Hey there....I just came across your blog via Trish at In-coherentish (<---lol that rhymes!)....great blog you have here....I will be back!!

Awesome post for today....great topic and well written....I couldn't agree with you more. If people in general spent less time looking in other people's back-yards and business....the world would be a much better place!!

Take care.......

Barb

Kidney Girl said...

As much as I try not to generalize people, when I think of lesbians I see caring relationships and to be honest, nothing really spectacular comes to mind. When I think about gay men I think about is lots of anonymous sex and sometimes multiple partners in one evening like they don’t have another care in the world. Meth is up there too but common sense tells me the majority of gay men aren’t into that, though the media will tell another story.

My perceived stereotype for men is based on the fact that men often have a higher sex drive than women and when you get testosterone-filled men who are into other men, well then it’s game on, where as a married man and a woman usually find a middle ground and single straight men like to sleep with as many women as possible.
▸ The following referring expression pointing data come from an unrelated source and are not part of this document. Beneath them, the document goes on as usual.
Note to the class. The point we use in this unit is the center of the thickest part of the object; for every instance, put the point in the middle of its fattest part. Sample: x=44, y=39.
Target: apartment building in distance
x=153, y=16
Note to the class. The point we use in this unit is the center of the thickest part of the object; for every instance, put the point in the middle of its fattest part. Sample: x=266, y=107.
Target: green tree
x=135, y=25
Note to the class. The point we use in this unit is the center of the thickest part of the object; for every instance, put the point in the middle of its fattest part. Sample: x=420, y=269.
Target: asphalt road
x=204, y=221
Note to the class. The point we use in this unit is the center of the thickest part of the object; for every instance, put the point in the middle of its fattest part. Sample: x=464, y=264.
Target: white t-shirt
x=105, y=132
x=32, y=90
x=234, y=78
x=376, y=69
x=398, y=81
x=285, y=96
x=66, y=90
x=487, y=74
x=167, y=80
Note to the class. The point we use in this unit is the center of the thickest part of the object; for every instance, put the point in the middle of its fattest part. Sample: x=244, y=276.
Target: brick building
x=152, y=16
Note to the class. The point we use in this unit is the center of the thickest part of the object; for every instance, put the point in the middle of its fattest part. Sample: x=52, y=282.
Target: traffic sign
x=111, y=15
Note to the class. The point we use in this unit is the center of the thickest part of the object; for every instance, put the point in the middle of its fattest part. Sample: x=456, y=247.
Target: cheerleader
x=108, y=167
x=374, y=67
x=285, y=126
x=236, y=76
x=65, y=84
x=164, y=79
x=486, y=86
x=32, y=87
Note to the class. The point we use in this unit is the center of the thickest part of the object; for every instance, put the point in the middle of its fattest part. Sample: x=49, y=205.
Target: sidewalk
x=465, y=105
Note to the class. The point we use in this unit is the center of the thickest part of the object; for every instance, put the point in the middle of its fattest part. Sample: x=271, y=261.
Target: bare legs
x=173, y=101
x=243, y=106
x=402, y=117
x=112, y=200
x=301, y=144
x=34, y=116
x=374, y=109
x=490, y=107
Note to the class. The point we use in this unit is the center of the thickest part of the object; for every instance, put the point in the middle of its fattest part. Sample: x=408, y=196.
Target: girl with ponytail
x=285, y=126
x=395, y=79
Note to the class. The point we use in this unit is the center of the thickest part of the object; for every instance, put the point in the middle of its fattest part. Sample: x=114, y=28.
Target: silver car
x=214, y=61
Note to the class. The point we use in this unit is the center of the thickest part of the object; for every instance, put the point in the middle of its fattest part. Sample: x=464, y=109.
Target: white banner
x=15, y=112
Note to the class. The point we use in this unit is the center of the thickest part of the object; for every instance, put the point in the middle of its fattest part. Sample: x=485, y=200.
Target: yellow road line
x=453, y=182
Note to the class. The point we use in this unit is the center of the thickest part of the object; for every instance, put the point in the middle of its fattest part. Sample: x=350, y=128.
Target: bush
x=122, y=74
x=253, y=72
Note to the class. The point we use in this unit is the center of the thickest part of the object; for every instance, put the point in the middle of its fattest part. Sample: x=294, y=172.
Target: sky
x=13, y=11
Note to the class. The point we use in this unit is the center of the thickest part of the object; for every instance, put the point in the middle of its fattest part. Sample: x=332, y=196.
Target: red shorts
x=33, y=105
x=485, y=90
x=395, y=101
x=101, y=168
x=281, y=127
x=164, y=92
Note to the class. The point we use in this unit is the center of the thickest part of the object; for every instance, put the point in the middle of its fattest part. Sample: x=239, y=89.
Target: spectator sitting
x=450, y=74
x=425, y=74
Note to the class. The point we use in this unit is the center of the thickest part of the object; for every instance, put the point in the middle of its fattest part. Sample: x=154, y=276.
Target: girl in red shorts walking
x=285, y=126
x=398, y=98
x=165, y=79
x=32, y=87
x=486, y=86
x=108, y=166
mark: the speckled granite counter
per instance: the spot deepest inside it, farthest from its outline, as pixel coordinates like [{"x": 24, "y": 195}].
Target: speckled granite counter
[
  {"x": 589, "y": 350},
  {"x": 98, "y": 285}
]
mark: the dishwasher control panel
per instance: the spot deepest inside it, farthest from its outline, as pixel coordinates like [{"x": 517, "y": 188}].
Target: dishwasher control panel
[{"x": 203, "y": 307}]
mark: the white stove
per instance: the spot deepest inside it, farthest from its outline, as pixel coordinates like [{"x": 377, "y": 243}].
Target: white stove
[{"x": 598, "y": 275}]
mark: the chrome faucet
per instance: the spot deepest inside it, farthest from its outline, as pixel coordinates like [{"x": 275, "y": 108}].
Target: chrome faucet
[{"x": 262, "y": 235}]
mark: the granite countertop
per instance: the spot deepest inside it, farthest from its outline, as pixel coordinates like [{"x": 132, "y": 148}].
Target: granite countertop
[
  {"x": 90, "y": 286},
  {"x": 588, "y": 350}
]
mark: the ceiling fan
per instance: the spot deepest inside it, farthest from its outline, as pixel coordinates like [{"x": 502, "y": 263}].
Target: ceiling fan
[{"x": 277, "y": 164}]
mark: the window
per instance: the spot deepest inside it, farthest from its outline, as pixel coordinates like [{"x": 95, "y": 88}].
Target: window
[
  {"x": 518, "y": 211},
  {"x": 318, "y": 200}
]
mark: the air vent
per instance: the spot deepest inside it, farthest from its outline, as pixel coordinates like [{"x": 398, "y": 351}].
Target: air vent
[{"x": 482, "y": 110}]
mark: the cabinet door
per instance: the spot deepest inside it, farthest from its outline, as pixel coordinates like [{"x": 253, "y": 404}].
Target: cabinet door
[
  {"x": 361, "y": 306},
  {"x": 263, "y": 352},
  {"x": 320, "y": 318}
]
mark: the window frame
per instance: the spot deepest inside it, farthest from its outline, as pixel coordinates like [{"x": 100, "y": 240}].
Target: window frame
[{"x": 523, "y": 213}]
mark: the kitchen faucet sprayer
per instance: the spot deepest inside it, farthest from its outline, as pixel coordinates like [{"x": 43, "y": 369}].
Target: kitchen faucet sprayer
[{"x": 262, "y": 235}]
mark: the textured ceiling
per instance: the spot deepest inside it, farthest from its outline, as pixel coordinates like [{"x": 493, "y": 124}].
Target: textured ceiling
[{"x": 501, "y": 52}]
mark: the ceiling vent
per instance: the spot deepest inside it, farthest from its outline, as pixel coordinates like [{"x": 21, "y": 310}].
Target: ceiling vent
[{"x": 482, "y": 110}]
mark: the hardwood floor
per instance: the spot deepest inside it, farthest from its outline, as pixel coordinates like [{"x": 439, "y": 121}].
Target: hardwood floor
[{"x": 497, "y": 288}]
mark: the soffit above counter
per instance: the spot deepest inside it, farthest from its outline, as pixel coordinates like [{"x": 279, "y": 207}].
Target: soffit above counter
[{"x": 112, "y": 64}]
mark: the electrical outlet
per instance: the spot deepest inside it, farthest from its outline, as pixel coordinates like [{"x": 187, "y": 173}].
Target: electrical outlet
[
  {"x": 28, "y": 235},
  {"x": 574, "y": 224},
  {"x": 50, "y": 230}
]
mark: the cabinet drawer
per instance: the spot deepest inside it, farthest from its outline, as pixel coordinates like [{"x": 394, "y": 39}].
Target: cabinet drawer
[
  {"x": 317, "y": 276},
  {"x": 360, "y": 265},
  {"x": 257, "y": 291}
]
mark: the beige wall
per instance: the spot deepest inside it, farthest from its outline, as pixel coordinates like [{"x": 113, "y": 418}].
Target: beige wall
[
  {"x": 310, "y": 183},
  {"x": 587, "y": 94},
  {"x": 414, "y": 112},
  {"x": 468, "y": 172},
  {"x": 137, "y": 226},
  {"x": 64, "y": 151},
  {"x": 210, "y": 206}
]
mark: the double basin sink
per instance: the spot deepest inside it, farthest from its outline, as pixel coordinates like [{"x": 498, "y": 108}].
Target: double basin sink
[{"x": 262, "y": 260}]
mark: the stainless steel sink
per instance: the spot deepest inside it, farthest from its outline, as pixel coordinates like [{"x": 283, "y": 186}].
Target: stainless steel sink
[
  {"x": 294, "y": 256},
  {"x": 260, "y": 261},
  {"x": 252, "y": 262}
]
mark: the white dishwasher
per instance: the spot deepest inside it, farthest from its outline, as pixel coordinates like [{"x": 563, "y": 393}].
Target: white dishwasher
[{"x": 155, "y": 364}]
I don’t have anything against pride parties if they are done in a positive manner. There’s a fine line between parading for a good cause or to get word out and those woe is (are?) us parades where the motto is: “We are a minority group who’s stifled by all of you onlookers.” This is a huge problem with African American culture as well. There are underprivileged and/or permanently pissed-off black people who refuse to blend in with the rest of America because they still feel they are owed something after all these years, as if anyone living today owned slaves in their lifetime. In most cases, if people would just shut up and try to live together as one happy community of differences then maybe this group or that group wouldn’t be gawked at, hand-held or otherwise treated any differently, not that there shouldn’t be little safe havens. In my opinion, a gay club isn’t much different than an orchestral society – it’s all about commonality and similar interests. I don’t mean to make light at all, but that’s how I see it.

I don’t think you’re bad. :) I think you’re grounded, mature and just comfortable with yourself!

Tammy

P.S. I love the name of your blog! Great alliteration. :P

Anonymous said...

here from trish's place. she always find the best blogging buddies.

I really enjoyed this post, becaue I fully agree with it. I'm not a lesbian either, but there are times when many other groups of people have done this.

I'll be back, looking forward to learning more about you.